Obama quickly stepped in and doubled next year’s federal allocation for 9/11 health to $150 million, but Hughes and others said the funding boost was not enough. The health advocates want a guaranteed stream of money for those who are sick, so they do not have to fight for funding every year and gamble on a sympathetic Congress and president.
On Wednesday, Gillibrand took the opportunity to directly question Obama about the health bill when he met with Democratic senators.
Obama replied that he was committed to working with Gillibrand on the 9/11 health issues.
“I’m not just talking the talk,” Obama said, according to a White House transcript. “We’ve been budgeting this as a top priority for the administration.”
However, Obama also confessed that he had not read the legislation, and it was not clear whether his comments referred only to first responders or to Lower Manhattan residents, students and office workers as well.
Obama has taken a personal role in Gillibrand’s reelection campaign, persuading at least one potential Democratic primary opponent not to join the race. Gillibrand did not press Obama on the 9/11 health bill after his general response, according to the transcript.
Moira Mack, a White House spokesperson, added in an e-mailed statement to Downtown Express that the president “remains fully committed to ensuring that our rescue and recovery workers, residents, students and others suffering the health consequences related to the World Trade Center disaster get the health care and monitoring they need.”
Before the 9/11 health issues sprang back into the limelight last Thurs., Jan. 28, local activists met with Maloney’s staff on Jan. 27. They were concerned that the community portion of the health bill could disappear during negotiations.

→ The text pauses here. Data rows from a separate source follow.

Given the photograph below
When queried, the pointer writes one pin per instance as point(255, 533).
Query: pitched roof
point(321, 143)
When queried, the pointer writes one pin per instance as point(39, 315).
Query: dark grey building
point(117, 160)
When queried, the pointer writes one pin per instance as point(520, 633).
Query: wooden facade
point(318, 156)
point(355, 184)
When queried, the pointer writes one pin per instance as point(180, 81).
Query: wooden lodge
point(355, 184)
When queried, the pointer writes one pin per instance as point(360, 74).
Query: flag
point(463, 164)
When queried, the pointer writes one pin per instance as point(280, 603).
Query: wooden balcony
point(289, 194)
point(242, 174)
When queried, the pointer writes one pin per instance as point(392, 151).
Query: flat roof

“Nine-eleven was like a war, and I look at the whole community like victims of war that have to be protected,” said Marilena Christodoulou, who was president of Stuyvesant High School’s parent association on 9/11. Christodoulou told Maloney’s office that many children developed respiratory problems when Stuyvesant reopened in October 2001, with the fires at ground zero still burning. She said about a dozen former Stuyvesant students and teachers now have cancer.
Spokespersons for Maloney and Nadler said this week that the Congressmembers would fight for the community allocations to stay in the bill. But some activists are still worried, especially after Maloney issued a statement this week that referred only to first responders.

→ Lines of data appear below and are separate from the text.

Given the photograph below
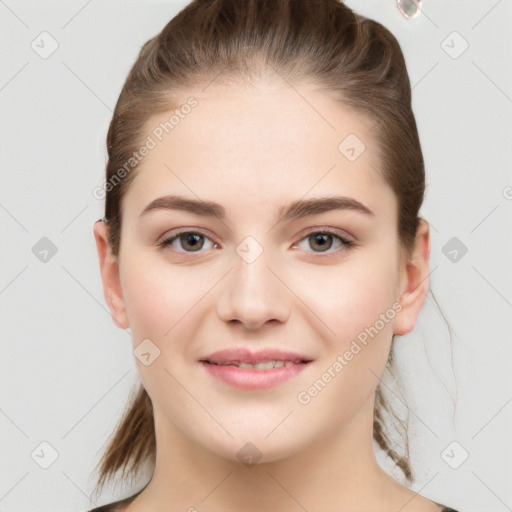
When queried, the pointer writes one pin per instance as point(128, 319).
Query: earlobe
point(109, 269)
point(414, 281)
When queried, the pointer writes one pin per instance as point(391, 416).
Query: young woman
point(262, 242)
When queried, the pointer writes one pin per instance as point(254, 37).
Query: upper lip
point(244, 355)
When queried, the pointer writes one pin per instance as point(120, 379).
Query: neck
point(339, 472)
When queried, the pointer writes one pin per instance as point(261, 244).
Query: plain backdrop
point(67, 371)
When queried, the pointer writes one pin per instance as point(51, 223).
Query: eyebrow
point(295, 210)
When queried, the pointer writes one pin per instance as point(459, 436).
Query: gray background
point(68, 371)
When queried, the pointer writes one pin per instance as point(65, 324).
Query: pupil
point(192, 239)
point(320, 239)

The absence of guaranteed federal funding can be a problem for the groups that rely on that money to treat 9/11 patients.
“It makes everything more of a challenge,” said Terry Miles, executive director of the W.T.C. Environmental Health Center.
Without a steady funding stream, it is harder to attract and retain staff, he said. The center, based at Bellevue Hospital with two satellites, has treated 4,500 residents, students and office workers, many of whom have respiratory illnesses.
Miles was glad Obama had allocated $150 million to 9/11 health for 2011, though he was not sure how much the Bellevue program could receive. He was also glad to hear of Obama’s more neutral comments on the 9/11 health legislation on Wednesday.
“This is one more reason to feel encouraged,” he said.